NMSU functions much like a small city with physicians, plumbers, accountants, firefighters, cooks and locksmiths, among others. More than two-thirds of the 4,065 NMSU employees are not administrators or faculty.
The university's four locksmiths earn between $27,000 and $38,000 per year. A student employee also works at the shop, off Locust Street.
The staff fill orders from employees across campus, replacing lost keys, fixing broken locks or granting access to new rooms.
Each lock and key on campus has a number, so staff can more easily make copies and know where lost and found keys belong.
To fill an order, the locksmithing staff check computerized request forums, look up the key design that fits that lock, then send an order to the digital machines. Staff select the appropriate key style depending on what lock they need to match -- door lock, cabinet lock, padlock -- then put the blank key into the machine to be shaped.

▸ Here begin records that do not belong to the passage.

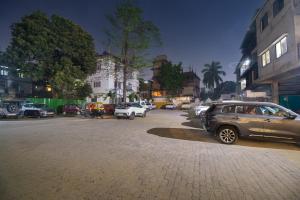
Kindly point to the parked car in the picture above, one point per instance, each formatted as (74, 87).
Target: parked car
(109, 108)
(170, 106)
(93, 109)
(71, 109)
(231, 120)
(200, 110)
(186, 106)
(151, 106)
(11, 108)
(144, 105)
(36, 110)
(130, 110)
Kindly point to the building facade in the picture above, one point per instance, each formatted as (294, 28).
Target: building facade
(270, 68)
(13, 84)
(108, 80)
(190, 88)
(191, 85)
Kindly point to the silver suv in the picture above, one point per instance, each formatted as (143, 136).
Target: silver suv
(254, 119)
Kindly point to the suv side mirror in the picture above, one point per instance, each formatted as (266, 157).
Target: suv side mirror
(290, 116)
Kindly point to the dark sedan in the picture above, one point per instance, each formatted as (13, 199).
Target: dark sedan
(254, 119)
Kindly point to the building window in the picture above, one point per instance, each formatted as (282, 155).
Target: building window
(4, 71)
(266, 58)
(264, 21)
(97, 84)
(281, 47)
(243, 84)
(277, 6)
(98, 66)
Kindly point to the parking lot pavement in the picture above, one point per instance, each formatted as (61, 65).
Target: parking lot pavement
(162, 156)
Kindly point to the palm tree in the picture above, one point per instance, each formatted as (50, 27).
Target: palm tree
(212, 74)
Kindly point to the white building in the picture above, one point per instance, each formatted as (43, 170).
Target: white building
(109, 79)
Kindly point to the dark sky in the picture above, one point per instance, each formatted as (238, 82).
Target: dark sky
(194, 32)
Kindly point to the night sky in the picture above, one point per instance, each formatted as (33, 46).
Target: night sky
(194, 32)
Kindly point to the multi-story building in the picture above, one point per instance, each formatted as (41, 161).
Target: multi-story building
(108, 79)
(13, 84)
(158, 93)
(190, 88)
(191, 85)
(271, 67)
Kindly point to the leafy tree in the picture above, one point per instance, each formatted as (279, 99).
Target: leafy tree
(112, 95)
(131, 35)
(226, 87)
(83, 90)
(171, 78)
(133, 96)
(54, 50)
(212, 74)
(142, 85)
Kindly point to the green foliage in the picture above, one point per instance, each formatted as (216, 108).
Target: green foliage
(54, 50)
(226, 87)
(131, 35)
(84, 90)
(142, 85)
(112, 95)
(212, 74)
(133, 96)
(171, 78)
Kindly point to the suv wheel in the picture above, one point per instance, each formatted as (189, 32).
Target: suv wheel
(227, 134)
(131, 117)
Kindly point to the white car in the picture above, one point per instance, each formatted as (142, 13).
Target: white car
(130, 111)
(36, 110)
(144, 104)
(151, 106)
(199, 110)
(186, 106)
(170, 106)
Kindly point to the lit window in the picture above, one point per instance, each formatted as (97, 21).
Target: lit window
(243, 84)
(281, 47)
(97, 84)
(277, 6)
(264, 21)
(266, 58)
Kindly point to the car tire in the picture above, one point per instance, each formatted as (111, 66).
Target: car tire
(227, 134)
(132, 116)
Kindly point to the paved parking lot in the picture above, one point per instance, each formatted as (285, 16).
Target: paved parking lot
(162, 156)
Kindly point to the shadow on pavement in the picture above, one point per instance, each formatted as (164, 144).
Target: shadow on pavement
(194, 123)
(202, 136)
(182, 134)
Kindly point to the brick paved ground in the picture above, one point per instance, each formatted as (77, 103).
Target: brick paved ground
(159, 157)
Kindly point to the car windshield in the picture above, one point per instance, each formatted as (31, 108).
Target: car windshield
(122, 106)
(40, 105)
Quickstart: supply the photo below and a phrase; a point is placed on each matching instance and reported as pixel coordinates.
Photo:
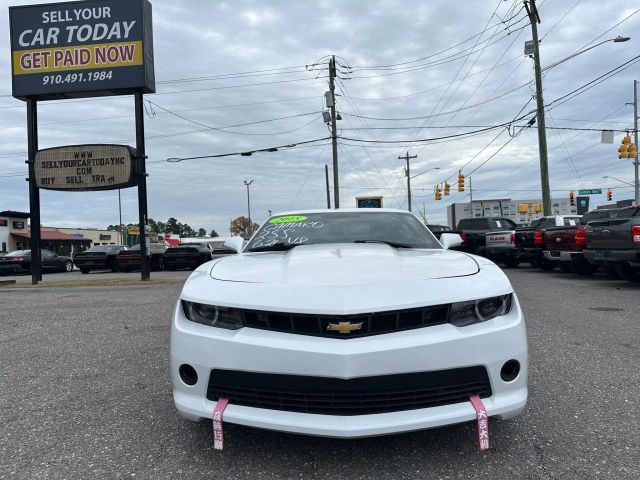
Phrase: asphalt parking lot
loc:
(86, 394)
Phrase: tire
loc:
(611, 272)
(548, 265)
(584, 268)
(566, 267)
(627, 273)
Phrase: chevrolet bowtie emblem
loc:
(344, 327)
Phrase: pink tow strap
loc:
(483, 422)
(218, 411)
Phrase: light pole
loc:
(248, 184)
(534, 19)
(410, 177)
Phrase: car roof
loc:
(342, 210)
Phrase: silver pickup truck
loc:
(502, 245)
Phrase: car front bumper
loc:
(441, 347)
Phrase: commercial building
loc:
(15, 234)
(507, 208)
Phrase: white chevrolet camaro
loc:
(348, 323)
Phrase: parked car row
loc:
(607, 239)
(115, 258)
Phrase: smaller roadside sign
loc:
(85, 167)
(590, 191)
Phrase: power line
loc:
(248, 153)
(223, 129)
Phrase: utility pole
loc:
(120, 215)
(534, 19)
(408, 174)
(248, 184)
(635, 128)
(334, 134)
(326, 181)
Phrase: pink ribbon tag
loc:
(483, 422)
(218, 436)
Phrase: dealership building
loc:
(507, 208)
(15, 234)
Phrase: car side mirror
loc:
(235, 243)
(449, 240)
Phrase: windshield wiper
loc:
(391, 244)
(276, 247)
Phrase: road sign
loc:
(81, 49)
(590, 191)
(85, 167)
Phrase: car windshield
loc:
(101, 248)
(395, 228)
(19, 253)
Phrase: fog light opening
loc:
(188, 374)
(510, 370)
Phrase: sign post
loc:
(74, 50)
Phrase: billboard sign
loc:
(85, 167)
(81, 49)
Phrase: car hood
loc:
(343, 265)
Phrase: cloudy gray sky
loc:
(397, 60)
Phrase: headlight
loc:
(213, 316)
(476, 311)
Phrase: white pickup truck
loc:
(510, 247)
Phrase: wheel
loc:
(627, 273)
(611, 272)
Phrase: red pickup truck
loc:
(566, 244)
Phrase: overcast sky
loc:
(467, 81)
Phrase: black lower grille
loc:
(356, 396)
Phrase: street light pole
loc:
(248, 184)
(534, 19)
(635, 128)
(408, 174)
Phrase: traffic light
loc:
(627, 149)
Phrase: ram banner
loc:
(81, 49)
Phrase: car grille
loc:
(372, 323)
(356, 396)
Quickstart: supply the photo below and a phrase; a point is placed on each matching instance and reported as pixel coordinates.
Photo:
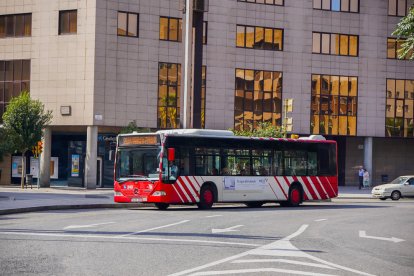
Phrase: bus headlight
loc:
(159, 193)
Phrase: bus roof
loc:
(214, 133)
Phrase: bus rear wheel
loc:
(206, 198)
(162, 206)
(254, 204)
(295, 197)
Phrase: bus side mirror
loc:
(171, 154)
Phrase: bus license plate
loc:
(138, 199)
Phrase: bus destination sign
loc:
(138, 140)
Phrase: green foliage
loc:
(263, 130)
(5, 146)
(23, 122)
(405, 30)
(132, 126)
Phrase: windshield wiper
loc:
(132, 177)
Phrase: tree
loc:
(132, 126)
(405, 32)
(23, 122)
(264, 129)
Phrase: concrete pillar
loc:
(368, 145)
(91, 157)
(44, 166)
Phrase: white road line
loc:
(277, 270)
(297, 233)
(155, 228)
(86, 226)
(125, 238)
(281, 261)
(282, 248)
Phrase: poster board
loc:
(54, 167)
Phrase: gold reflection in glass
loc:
(258, 100)
(163, 28)
(353, 45)
(334, 44)
(249, 37)
(344, 45)
(240, 36)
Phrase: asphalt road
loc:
(343, 237)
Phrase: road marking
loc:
(229, 229)
(239, 271)
(281, 248)
(155, 228)
(137, 238)
(86, 226)
(282, 261)
(363, 234)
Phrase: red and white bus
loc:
(193, 166)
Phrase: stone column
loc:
(44, 159)
(368, 144)
(91, 157)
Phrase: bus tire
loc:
(254, 204)
(206, 197)
(162, 206)
(295, 197)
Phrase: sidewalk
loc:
(15, 200)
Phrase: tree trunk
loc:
(23, 169)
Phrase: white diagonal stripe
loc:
(313, 187)
(182, 200)
(183, 190)
(190, 188)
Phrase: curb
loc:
(70, 207)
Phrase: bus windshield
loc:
(138, 164)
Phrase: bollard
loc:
(29, 180)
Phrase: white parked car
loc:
(402, 186)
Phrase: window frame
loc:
(264, 37)
(127, 24)
(255, 2)
(62, 32)
(340, 6)
(13, 17)
(394, 100)
(329, 96)
(330, 44)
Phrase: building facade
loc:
(100, 64)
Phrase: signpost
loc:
(287, 121)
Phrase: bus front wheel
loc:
(162, 206)
(206, 198)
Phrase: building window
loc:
(171, 29)
(399, 7)
(169, 87)
(337, 5)
(68, 22)
(15, 25)
(334, 104)
(399, 118)
(258, 98)
(393, 46)
(14, 78)
(128, 24)
(267, 2)
(335, 44)
(259, 38)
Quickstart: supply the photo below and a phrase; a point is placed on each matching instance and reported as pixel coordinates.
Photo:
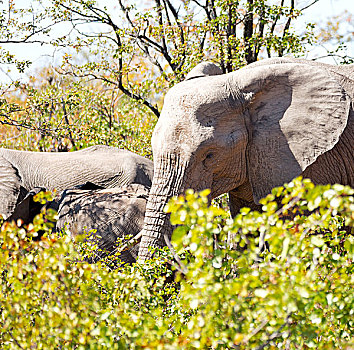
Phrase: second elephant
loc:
(104, 166)
(113, 213)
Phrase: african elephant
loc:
(248, 131)
(113, 212)
(105, 166)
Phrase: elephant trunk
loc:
(169, 180)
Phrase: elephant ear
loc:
(296, 113)
(10, 184)
(203, 69)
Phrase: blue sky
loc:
(43, 55)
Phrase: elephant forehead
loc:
(194, 94)
(179, 135)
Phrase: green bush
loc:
(296, 295)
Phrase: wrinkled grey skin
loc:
(249, 131)
(113, 213)
(105, 166)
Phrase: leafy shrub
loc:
(296, 295)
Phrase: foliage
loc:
(296, 295)
(142, 49)
(59, 113)
(338, 31)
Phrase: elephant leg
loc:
(240, 197)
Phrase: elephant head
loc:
(259, 127)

Keys for high-security locks are made by hand. Those keys have additional groves to make forgeries more difficult.
"It's an art; keymaking is an art," said facilities maintenance Director Al Flores Jr., Jersvig's supervisor. "We take keys for granted a lot of times. A key works, and when it doesn't work, we take care of it."
New to the art of locksmithing are electronic locks.
Eight to 10 of NMSU's 88 buildings have electronic locks rather than the traditional lock and key, Jersvig said. More e-locks, especially for buildings' exterior doors, are on the way.
"We're really just, I'm going to use the word 'babystepping' on it," Jersvig said.
As NMSU is remodeling buildings, officials are keeping accessibility and electronic locks in mind, Flores said.
"It's not a small project," he said. "It's quite a feat."
Late summer is the locksmiths' busiest time of year, spent re-keying dorm rooms and offices.
"Students lose keys a lot or damage them, so we do a lot of re-keys on the dorm rooms," Jersvig said.
Each dorm room has three keys: one for each resident and a spare.
The rest of the year is spent filling orders and maintaining locks with graphite, Jersvig said. The team is on call 24/7 in case of emergencies.
Jersvig started in the NMSU locksmith shop 14 years ago after retiring from the Army as a sergeant first class and earning a maintenance degree from NMSU.
"When I started here, I didn't know anything about locksmithing," he said.
Now he's the expert, and dealing with people is his favorite part of the job.
"I like people a lot," he said while filing an order for a new key.